Avis n°25

du 10 juin 2014
Fin de vie : non-malfaisance et respect de la volonté d’un patient jugé incohérent

M. G. est un patient de 84 ans, atteint d’un cancer prostatique avec métastases osseuses diffuses traité par hormonothérapie et radiothérapie antalgique (de D3 à D9) avec une légère amélioration sur le plan de la douleur. Il a été rapidement hospitalisé, le maintien à domicile n’étant pas compatible avec son isolement. Il a alterné entre phases de très grandes fatigues, laissant craindre le pire aux équipes, et phases de récupération.
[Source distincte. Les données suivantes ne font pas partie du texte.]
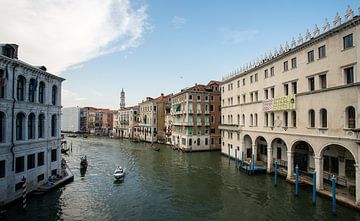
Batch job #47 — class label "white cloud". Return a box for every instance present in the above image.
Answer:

D’aspect robuste et à l’attitude décidée, il semblait peu soucieux de la dégradation de son état, voir détaché.
M.G est atteint d’une escarre sacrée très importante renvoyant l’image d’un corps usé qui se décharne, mais dont il ne se plaint pas. Malgré la douleur, il ne formule pas de demande d’aide et refuse les soins et les propositions d’antalgiques. M. G. est devenu rapidement incohérent (avec des hallucinations) et la communication avec lui est désormais difficile. Pour l’équipe de la prise en charge de la douleur se pose alors la question de savoir comment être au plus près de l’intérêt du patient.
Soulager son agonie reviendrait à décider de mettre un terme à son combat, déniant ainsi sa capacité de résistance. Apaiser sa souffrance pourrait être envisagé comme une façon de lui éviter de formuler une demande d’aide, blessante d’un point de vue narcissique. Dans ce contexte particulier, serait-il envisageable de ne pas informer le patient de l’administration d’une sédation (impliquant le risque de précipiter la survenue de la mort) ? Mais intervenir par une sédation n’irait-il pas à l’encontre de sa remarquable combativité et de sa volonté d’exister encore, malgré la souffrance physique ?
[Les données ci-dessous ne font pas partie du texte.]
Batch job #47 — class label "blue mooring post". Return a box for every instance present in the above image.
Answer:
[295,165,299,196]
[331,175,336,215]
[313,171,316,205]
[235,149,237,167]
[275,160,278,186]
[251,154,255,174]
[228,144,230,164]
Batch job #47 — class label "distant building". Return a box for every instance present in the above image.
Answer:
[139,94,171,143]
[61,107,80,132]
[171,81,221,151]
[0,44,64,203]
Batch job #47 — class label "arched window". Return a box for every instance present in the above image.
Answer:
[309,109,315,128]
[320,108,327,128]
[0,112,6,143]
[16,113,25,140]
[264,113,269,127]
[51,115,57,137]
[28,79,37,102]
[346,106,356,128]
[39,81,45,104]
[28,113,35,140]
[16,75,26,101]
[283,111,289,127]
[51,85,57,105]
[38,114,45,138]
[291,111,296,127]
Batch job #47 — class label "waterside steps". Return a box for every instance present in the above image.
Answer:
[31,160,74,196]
Les postulats éthiques que sont la non-malfaisance et le respect de la volonté du patient apparaissent dans ce cas comme deux valeurs opposées, à la mesure du clivage probable du patient entre soma et psyché.


 

La situation décrite dans cette saisine se situe dans le cadre général des questions liées à la fin de la vie de personnes atteintes de cancer. Elle soulève, sous un jour qui, pour n’être pas le plus fréquent n’est pas exceptionnel, la question de la confrontation entre l’autonomie du patient et la décision médicale. Habituellement, cette problématique est envisagée lorsqu’un malade demande à ce que sa vie soit abrégée, souvent pour ne plus souffrir. Dans le cas présent, l’équipe soignante est confrontée à un patient qui ne demande rien de tel et n’exprime aucun souhait d’être soulagé des souffrances qu’il endure, alors même qu’elle porte la responsabilité d’une prise en charge de ses douleurs. La tension éthique n’en est pas moins réelle car s’oppose le principe du respect de l’autonomie du patient à celui du devoir de soulager du mieux possible un patient en souffrance.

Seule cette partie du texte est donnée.